Equation (5) implies that Cd is negative when U > 41.09 ms−1. Since there is no data higher than 28 ms−1 in our study, we carefully constrain the applicable domain of Eq. (5) to between 10 ms−1 and 28 m−1. Definite conclusions require more extensive measurements under strong wind conditions.

Parameterizations of turbulent heat transfer coefficient (Ch), and turbulent water vapor transfer coefficient (Ce)

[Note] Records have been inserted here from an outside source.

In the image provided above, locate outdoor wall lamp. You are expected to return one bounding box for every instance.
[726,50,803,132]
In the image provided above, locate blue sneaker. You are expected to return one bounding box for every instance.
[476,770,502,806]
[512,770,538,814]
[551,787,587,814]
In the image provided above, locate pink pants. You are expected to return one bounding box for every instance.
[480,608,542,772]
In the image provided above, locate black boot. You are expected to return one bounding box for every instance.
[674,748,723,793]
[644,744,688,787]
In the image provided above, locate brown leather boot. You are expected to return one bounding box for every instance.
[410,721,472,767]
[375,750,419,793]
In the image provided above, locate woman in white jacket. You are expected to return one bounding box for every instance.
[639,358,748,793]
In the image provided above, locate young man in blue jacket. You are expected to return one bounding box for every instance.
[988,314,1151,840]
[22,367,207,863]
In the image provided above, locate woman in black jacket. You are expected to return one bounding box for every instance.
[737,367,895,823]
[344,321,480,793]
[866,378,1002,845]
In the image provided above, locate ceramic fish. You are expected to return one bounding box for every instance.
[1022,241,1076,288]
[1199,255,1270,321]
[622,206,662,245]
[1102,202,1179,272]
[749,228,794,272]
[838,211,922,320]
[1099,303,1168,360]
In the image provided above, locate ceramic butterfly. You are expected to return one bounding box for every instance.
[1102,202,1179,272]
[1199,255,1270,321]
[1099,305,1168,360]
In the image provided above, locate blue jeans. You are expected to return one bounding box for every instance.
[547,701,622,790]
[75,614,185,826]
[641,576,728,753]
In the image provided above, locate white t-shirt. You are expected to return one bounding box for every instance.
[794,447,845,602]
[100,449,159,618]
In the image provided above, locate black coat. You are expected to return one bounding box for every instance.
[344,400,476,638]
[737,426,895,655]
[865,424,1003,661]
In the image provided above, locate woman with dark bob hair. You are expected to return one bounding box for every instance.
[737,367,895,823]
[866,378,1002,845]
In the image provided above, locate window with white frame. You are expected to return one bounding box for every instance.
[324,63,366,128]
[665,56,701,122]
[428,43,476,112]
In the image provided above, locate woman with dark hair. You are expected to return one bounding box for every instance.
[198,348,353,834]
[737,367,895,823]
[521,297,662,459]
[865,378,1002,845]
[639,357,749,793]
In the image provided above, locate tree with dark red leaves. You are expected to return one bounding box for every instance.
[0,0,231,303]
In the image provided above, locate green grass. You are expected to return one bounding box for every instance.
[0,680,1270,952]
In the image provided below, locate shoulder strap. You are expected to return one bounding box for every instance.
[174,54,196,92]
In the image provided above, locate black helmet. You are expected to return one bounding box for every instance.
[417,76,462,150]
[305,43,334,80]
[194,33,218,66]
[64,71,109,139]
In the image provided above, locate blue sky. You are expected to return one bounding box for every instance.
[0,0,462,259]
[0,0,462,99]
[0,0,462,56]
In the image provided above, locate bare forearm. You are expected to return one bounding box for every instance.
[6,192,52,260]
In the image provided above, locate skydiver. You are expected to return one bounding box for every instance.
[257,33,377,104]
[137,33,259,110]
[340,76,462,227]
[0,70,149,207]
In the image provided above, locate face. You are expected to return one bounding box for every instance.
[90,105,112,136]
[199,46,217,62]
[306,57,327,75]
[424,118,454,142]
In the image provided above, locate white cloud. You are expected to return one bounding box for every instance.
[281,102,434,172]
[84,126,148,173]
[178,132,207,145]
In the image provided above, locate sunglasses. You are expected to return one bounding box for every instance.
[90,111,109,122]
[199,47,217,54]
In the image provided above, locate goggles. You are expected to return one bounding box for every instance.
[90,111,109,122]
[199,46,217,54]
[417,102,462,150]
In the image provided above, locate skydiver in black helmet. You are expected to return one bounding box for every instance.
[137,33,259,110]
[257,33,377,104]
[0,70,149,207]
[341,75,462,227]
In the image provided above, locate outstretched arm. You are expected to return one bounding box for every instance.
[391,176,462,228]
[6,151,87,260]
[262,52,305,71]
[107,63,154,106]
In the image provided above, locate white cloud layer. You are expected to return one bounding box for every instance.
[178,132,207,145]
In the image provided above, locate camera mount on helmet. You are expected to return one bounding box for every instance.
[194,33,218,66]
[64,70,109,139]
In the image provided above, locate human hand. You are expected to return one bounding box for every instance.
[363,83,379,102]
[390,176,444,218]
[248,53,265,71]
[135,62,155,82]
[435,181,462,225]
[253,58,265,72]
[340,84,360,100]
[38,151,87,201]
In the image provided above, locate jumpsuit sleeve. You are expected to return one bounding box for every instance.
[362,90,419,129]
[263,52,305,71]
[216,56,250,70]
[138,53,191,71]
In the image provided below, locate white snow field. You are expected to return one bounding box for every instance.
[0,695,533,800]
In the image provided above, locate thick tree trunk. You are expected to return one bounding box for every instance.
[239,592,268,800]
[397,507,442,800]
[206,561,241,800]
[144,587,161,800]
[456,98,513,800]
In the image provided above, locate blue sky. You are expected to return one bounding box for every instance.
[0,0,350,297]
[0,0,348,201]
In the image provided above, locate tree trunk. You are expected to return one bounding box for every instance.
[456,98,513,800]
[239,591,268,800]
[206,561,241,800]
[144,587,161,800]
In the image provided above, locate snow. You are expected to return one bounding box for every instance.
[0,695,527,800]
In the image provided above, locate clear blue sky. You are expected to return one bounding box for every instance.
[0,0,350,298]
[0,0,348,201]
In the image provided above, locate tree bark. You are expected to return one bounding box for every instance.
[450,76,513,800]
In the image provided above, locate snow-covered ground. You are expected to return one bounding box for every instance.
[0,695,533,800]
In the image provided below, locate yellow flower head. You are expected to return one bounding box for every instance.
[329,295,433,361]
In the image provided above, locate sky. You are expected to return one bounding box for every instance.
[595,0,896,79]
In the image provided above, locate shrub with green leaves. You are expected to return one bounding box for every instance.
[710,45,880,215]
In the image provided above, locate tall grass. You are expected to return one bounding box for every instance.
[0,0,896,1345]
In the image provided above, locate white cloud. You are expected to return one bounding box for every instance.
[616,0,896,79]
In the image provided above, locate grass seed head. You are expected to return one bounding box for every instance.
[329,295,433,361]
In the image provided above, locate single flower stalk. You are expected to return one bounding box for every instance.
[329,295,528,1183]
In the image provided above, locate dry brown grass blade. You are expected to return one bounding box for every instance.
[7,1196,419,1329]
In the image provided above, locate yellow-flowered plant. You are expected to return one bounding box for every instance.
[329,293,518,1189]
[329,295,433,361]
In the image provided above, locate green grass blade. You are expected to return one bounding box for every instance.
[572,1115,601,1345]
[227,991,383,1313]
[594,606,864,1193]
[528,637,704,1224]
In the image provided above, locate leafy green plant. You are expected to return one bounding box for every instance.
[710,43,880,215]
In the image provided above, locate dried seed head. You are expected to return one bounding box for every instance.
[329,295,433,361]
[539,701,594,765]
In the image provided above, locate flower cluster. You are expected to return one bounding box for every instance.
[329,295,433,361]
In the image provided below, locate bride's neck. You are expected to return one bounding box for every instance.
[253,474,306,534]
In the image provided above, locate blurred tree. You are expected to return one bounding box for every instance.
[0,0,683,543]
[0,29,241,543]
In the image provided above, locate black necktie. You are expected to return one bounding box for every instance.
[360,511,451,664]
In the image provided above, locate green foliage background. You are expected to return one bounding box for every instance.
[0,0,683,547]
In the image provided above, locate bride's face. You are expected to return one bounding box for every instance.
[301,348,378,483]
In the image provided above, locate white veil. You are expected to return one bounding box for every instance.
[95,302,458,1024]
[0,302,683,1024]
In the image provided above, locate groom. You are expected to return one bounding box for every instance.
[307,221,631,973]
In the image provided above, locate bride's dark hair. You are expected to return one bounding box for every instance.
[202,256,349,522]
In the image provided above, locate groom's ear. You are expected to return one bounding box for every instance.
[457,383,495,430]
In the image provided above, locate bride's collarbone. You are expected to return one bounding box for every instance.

In numerical weather forecasting or climate prediction models, parametric drag coefficients, heat transfer coefficients, and water vapor transfer coefficients are usually required at the same time. Do the heat transfer coefficients and water vapor transfer coefficients also have a parabolic increasing behavior with increasing wind speed? Fig. 5 consists two scatterplots of turbulent heat transfer coefficient (Ch) and water vapor transfer coefficient (Ce) with increasing wind speed (U). Figure 5a shows that the distribution of Ch is more scattered than Cd shown in Fig. 3. The reason is that turbulent heat transfer depends not only on the dynamic process but also on the thermal process, and therefore has more complexity and uncertainty. Figure 5 shows that Ch almost remains unchanged when the wind speed is less than 22.65 ms−1, suddenly decreases when U reaches at 22.65 ms−1 and remains at lower values when U is higher than 22.65 ms−1. This is because when the wind speed is greater than 22.65 ms−1, the atmospheric temperature measured by the aircraft remains almost constant (22.42 °C). Unlike Fig. 5a,b shows that the distribution of turbulent water vapor transport coefficients (Ce)is relatively concentrated. This is because we assumed that the surface water vapor is saturated during the calculation of Ce. The median number lines are also plotted on Fig. 5. It is obvious that neither the heat transfer coefficient nor the water vapor transfer coefficient exhibits a parabolic increase with increasing wind speed.

Figure 5
figure 5

Similar to Fig. 3, but for turbulent heat transfer coefficient (Ch) and water vapor transfer coefficient (Ce).

The maximum storm intensity is sensitive to the ratio of the exchange coefficient of enthalpy (Ck, the exchange coefficients of heat and water vapor) to the drag coefficient (Cd). We plotted enthalpy transfer coefficient Ck(≡Ch + Ce) and Cd in Fig. 6a. Alamaro et al. deduced that the hurricane intensity depends on the value of Ck/Cd9. Figure 6b shows the variations of Ck/Cd against wind speed. Figure 6b shows that Ck almost remains constant (0.8) when the wind speed is less than 22.65 ms−1, suddenly decreases to be 0.4 when U reaches at 22.65 ms−1 and remain at a lower value (0.4) when U is higher than 22.65 ms−1. In the previous literature, we rarely see changes in Ch with wind speed under strong wind conditions, and we do not see a sudden drop. the value of Ck/Cd. decreases at U = 22.65 ms−1, mainly due to the sudden decrease in Ck, especially in Ch.

Figure 6
figure 6

(a) The median number variations of drag coefficient (Cd) and enthalpy transfer coefficient Ck against wind speed (U) measured during the GOTEX aircraft experiment; and (b) The value of Ck/Cd against wind speed (U) measured during the GOTEX aircraft experiment.

Conclusions

We have established a parabolic relationship between the drag coefficient and wind speed for the data obtained in the GOTEX experiments. By the regression of wind speed and drag coefficient, we found that the saturated wind speed is 22.65 ms−1.